Mr Caldwell, who sat holding the man in the back seat during the drive, said rescuers kept talking to him to keep him coherent.

"It was all about keeping the pressure on, the blood loss was our biggest concern."

He said that despite the injuries, Mr Hines was in good spirits. "He was doing well, he looked to me like he was tough as nails," Mr Caldwell said.

He said the victim was surfing at the popular beach with his brother.

Mr Caldwell's 15-year-old daughter Imogen was one of about 10 people in the water at the time of the attack and had seen blood and someone "asking for help".

His wife Rebecca said the "water was full of blood".

A surfer himself, Mr Caldwell said shark sightings were not uncommon along the spectacular stretch of pristine coast but locals were usually unperturbed by them.

"I was hoping an attack would never happen up here," he said.

Tim Meecham, who owns a campsite at Red Bluff, said the attack was a "random sort of thing".

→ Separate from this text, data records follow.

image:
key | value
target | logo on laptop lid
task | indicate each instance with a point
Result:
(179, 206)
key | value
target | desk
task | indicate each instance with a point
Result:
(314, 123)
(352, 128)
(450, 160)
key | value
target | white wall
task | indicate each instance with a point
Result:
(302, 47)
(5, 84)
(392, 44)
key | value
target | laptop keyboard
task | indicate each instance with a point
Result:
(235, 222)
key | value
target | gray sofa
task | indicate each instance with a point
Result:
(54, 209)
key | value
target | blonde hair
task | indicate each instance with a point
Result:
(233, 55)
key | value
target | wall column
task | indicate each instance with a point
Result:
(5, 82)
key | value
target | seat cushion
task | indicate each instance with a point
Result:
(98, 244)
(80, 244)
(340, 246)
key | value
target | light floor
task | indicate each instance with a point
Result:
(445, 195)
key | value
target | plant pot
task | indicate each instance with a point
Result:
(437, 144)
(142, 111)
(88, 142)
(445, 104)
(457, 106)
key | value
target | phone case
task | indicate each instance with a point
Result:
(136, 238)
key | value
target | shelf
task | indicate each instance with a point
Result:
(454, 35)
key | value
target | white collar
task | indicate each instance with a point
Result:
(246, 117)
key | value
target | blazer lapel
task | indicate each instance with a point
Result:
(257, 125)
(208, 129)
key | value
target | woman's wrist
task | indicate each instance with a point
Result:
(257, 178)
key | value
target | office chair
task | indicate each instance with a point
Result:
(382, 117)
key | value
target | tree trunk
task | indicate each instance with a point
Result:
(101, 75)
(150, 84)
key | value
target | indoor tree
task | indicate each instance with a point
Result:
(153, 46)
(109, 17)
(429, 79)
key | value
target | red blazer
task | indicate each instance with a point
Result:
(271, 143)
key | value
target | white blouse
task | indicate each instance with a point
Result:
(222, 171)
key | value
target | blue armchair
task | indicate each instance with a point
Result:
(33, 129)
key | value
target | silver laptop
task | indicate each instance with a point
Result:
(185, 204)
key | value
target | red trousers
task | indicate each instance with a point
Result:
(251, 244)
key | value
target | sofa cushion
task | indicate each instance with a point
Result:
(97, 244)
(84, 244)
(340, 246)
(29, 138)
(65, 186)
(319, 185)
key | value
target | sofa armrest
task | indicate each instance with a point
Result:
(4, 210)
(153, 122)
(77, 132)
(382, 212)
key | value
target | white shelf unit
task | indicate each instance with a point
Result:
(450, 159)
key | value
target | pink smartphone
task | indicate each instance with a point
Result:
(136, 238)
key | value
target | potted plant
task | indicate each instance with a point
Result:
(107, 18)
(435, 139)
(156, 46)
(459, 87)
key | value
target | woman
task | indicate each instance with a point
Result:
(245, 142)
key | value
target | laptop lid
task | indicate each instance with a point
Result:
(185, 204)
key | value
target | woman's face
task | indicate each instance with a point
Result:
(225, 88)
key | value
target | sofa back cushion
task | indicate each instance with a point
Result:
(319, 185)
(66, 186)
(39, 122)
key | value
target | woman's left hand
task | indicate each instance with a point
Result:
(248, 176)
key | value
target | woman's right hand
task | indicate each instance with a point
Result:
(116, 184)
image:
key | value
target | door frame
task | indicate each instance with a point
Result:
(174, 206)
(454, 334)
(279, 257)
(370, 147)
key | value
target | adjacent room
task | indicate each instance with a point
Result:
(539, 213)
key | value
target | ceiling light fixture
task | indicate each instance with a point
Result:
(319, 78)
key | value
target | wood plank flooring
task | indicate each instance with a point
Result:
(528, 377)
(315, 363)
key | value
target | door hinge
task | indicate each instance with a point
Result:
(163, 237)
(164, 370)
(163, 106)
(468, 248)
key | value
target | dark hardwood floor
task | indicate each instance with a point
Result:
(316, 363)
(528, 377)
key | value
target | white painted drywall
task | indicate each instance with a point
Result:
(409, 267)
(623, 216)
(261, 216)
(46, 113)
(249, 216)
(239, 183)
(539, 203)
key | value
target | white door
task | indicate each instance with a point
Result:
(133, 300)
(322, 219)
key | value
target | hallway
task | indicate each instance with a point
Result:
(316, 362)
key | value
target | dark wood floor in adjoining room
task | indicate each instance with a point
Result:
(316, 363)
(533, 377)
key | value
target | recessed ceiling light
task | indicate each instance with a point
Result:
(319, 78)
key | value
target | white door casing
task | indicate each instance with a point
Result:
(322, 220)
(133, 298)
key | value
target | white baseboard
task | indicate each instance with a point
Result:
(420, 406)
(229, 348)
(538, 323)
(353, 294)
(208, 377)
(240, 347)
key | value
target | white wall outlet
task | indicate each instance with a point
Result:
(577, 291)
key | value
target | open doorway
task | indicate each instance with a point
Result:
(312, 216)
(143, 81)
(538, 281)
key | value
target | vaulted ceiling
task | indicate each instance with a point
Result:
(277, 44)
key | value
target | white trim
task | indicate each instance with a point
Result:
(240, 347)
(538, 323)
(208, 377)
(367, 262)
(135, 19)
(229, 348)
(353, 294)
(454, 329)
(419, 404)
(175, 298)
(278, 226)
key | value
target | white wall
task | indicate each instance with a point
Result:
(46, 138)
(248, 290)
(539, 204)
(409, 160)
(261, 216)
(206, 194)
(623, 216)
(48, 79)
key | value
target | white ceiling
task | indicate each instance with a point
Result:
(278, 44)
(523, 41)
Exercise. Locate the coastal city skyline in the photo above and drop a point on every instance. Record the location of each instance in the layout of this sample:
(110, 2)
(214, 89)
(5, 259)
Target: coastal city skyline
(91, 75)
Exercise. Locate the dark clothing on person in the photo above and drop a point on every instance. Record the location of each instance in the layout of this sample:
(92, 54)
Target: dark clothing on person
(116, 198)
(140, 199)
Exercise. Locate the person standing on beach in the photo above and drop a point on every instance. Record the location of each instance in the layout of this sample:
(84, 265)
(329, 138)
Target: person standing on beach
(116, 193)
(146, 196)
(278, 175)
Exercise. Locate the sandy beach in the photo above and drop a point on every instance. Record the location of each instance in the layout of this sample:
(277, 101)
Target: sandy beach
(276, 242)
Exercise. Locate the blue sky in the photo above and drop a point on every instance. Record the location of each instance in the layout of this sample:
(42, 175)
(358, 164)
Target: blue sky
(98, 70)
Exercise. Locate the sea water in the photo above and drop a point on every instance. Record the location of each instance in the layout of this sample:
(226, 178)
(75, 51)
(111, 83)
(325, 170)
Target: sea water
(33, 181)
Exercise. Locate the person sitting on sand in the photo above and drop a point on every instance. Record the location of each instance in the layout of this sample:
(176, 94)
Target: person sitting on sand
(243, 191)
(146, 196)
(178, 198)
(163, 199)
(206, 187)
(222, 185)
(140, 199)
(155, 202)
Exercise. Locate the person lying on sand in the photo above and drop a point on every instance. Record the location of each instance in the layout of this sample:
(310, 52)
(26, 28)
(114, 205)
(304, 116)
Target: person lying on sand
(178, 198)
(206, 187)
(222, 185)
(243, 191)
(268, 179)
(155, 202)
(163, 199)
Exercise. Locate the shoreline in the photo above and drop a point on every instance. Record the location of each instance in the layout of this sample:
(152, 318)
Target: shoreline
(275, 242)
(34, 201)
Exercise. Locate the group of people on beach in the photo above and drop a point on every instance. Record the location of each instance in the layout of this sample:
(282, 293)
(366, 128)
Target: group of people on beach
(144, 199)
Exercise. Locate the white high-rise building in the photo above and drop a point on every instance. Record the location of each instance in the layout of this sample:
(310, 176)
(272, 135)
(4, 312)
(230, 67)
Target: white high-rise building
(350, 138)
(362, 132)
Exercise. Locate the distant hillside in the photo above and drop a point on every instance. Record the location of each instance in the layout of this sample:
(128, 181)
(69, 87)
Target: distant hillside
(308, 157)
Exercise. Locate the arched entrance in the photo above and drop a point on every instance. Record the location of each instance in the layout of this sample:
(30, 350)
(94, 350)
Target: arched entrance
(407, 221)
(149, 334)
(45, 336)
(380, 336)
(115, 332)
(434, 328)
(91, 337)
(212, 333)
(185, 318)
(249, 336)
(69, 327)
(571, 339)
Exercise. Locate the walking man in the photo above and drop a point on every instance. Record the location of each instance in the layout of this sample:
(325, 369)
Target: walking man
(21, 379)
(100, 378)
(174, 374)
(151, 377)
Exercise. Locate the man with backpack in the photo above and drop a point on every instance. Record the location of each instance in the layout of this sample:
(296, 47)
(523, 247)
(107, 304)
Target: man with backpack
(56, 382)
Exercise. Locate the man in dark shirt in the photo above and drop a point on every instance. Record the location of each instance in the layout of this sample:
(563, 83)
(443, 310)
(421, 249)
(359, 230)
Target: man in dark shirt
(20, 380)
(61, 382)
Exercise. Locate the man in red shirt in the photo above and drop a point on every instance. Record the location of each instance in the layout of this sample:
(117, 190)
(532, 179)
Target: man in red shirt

"There were people further out and people closer in from where the man was surfing," he said.

Mr Meecham said the incident was a stark reminder of the difficulties emergency rescue authorities faced in the region.

Locals, spearheaded by community group the Desert Diamonds, have been pushing for a rescue helicopter to be permanently stationed in the Gascoyne.

Mr Meecham said dirt roads and sheer distance often hampered emergency rescue efforts.

Fisheries Department regional manager Tony Cappelluti said authorities were not sure what type of shark had attacked the man.

As of last night, the department had not made plans to hunt the shark.

Carnarvon Shire chief executive Maurice Battilana said Red Bluff was a world-renowned surfing spot popular with tourists.

He said he had been contacted by the Department of Environment and Conservation, which was seeking co-operation to close the beach.

He said the shire would be guided by the DEC over how long the beach would remain closed.

In April last year, a 17-year-old youth was bitten on the heel by a shark while cleaning fish at Red Bluff.

Yesterday's incident is the sixth serious shark attack in less than a year in WA. The previous five attacks were all fatal, with the most recent near Wedge Island in July when a great white mauled surfer Ben Linden, 24.

In March, Perth man Peter Kurmann, 33, was diving off Stratham Beach near Busselton when he was killed by a 4m great white.

There were two fatal attacks in WA in October. Bryn Martin, 64, disappeared while swimming at Cottesloe beach and Texan George Thomas Wainwright was mauled while diving from a boat about 500m off Little Armstrong Bay at Rottnest Island.

The first of the recent shark deaths was last September when bodyboarder Kyle Burden was attacked at Bunker Bay, near Dunsborough.